Even to Guthrie's apprehensive mind, her weight proved most astonishingly light. The small head drooping limply back from the slender neck seemed actually the only heavy thing about her, yet there were apparently only two ideas in that head.

"I'm afraid of Hanlon's Mary, and I don't like Dr. Andrews—very—specially—much," she kept repeating aimlessly. Then halfway to her room her body stiffened suddenly.

"Mr. Donas Guthrie," she asked. "Do you think I'm probably going to die?"

"N-a-w!" said Guthrie, his nose fairly crinkling with positiveness.

"But they don't give you much of anything to eat in typhoid, do they?" she persisted hectically.

"I suppose not," acknowledged Guthrie.

With disconcerting unexpectedness she began to cry—a soft, low, whimpery cry like a sleepy child's.

"If any day should come when—they think—that I am going to die," she moaned, "who will there be to see that I do get—something awfully good to eat?"

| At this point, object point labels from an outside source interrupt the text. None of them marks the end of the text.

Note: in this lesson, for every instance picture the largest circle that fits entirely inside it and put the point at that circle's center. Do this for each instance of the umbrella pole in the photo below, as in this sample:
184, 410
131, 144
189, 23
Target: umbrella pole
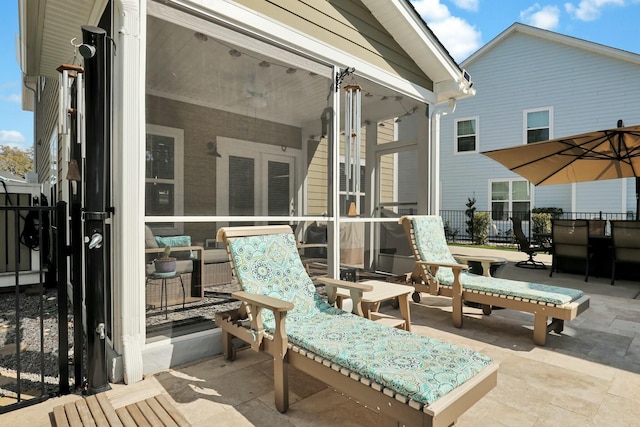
637, 198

"I'll see to it," said Guthrie, "if you'll only put me in authority."

As though altogether indifferent to anything that he might say, her tension relaxed again and without further parleying she let Guthrie carry her across the threshold of her room and set her down cautiously in the creaky rocking chair. The eyes that lifted to his were as vague and turbid as brown velvet.